Godot-proposals: Make division operator less error prone without a breaking change

Created on 24 Nov 2020 · 6Comments · Source: godotengine/godot-proposals

Describe the project you are working on:

Not so relevant in this case.

Describe the problem or limitation you are having in your project:

Encountering bugs caused by ambiguity of float vs integer division.

Describe the feature / enhancement and how it helps to overcome the problem or limitation:

This is a follow up proposal to #1866. Overall I think @dalexeev's proposal would be a much cleaner solution purely from a language design perspective, but has the downside of:

the breaking change,
people coming from statically typed languages expect a single division operator (which however can be turned around to: people coming from dynamically typed languages expect float and integer operators to be different operators).

The idea of this proposal is:

Make no change of the behavior of /, i.e., keep a single division operator.
Provide some linting rules that help to catch the majority of the typical division bugs arising in dynamic contexts.

The fundamental question is if GDScript is closer to a dynamically or a statically typed language.

Python 3 and GDScript both support type annotations, but there is an important difference. In GDScript type annotations actually lead to type conversions, whereas in Python they don't:

Python

def f(x: float):
    print(type(x))

f(42)
# prints: <class 'int'>

GDScript

func f(x: float):
    print(typeof(x) == TYPE_REAL)   # should be called TYPE_FLOAT

f(42)
# prints: True

This also means that in Python having the classic single / division behavior would be a bug even with type annotations:

def f(a: float, b: float):
    # type annotations don't convert potential ints to float, i.e., the division would not necessarily
    # be a float division
    assumed_float_division_result = a / b

f(5, 2)

Compared to GDScript with type annotations:

func f(a: float, b: float):
    # type annotations do convert anything to float, i.e., the division is guaranteed to be a float division
    var assumed_float_division_result = a / b

f(5, 2)

Thus, the way type annotations work in GDScript bring it closer to a statically typed language. In general I would conclude that the division semantics are sane if the types of the operands are known -- like it is the case in statically typed languages.

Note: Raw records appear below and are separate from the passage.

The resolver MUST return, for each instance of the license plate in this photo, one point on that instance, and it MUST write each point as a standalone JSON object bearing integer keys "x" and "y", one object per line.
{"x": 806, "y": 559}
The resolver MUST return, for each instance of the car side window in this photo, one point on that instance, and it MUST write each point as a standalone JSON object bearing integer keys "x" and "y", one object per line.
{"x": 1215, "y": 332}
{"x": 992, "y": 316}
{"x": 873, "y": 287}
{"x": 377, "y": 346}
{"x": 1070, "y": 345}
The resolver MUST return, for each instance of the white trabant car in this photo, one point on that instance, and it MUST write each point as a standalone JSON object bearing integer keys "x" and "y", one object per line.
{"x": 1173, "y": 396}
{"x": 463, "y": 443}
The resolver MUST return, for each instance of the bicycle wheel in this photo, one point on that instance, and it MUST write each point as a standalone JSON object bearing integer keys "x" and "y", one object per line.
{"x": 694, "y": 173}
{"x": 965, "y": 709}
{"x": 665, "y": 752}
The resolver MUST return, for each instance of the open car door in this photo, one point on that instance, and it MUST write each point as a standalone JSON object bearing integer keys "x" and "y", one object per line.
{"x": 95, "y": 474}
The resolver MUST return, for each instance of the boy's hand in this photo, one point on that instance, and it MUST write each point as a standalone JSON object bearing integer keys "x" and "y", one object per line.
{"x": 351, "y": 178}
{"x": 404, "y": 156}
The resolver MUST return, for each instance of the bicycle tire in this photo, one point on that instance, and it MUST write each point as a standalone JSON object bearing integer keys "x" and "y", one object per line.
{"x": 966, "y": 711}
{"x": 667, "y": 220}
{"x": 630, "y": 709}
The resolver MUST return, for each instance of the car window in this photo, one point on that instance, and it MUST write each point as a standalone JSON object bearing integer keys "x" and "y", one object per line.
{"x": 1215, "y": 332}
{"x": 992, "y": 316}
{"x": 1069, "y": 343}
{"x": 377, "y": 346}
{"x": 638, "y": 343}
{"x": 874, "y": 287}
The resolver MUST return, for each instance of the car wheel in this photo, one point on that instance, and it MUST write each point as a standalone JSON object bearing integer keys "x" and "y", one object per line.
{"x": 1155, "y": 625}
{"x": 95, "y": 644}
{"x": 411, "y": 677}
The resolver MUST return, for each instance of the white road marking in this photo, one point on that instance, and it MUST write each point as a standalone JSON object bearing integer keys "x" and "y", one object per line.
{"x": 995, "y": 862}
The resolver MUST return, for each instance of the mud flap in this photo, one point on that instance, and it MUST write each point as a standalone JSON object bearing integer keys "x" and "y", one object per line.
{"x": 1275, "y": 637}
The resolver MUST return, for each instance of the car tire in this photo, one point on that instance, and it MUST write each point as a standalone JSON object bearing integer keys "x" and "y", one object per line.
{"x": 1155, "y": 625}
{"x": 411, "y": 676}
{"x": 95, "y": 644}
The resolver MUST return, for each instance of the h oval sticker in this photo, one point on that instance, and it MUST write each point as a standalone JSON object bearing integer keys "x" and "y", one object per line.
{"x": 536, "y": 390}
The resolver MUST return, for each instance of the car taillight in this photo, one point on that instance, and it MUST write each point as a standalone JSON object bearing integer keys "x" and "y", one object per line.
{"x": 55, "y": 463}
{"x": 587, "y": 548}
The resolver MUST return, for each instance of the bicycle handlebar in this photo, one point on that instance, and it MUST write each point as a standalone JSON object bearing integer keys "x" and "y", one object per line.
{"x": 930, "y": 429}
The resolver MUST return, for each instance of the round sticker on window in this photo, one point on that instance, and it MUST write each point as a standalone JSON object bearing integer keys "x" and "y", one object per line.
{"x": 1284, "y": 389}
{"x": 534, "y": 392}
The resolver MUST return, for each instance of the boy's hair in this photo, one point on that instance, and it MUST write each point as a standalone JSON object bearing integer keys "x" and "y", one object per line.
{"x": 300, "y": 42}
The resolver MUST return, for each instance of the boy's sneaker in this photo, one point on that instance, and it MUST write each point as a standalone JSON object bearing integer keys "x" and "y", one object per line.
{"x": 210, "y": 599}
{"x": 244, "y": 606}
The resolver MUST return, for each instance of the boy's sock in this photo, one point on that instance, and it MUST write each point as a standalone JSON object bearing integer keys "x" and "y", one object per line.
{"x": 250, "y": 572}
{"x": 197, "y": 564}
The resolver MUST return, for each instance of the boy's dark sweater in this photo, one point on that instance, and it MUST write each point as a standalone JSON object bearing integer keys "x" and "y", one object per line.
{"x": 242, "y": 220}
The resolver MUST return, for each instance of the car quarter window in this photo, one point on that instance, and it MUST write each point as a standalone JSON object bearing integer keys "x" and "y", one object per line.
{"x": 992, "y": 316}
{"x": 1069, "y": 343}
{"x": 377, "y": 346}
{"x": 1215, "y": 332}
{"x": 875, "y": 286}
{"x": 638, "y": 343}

This leaves the case when operands have unknown types. Omitting type annotations opens the door for the classic division bug of dynamically typed language: Integer values creep into a place where they aren't expected and thus the wrong return type is obtained:

func f(a, b):
    # the classic division bug
    var assumed_float_division_result = a / b

f(5, 2)

The idea of this proposal is to at least highlight / catch such cases via a linter rule producing something like:

var assumed_float_division_result = a / b
# Encountered error-prone division with unknown operand types. Consider giving the operands an explicit type.

There would be no linter warning if:

both operand types are known (which includes the common int / int case)
only one of the operands is known and it is a float. This case should be fine, because integer division can already be excluded.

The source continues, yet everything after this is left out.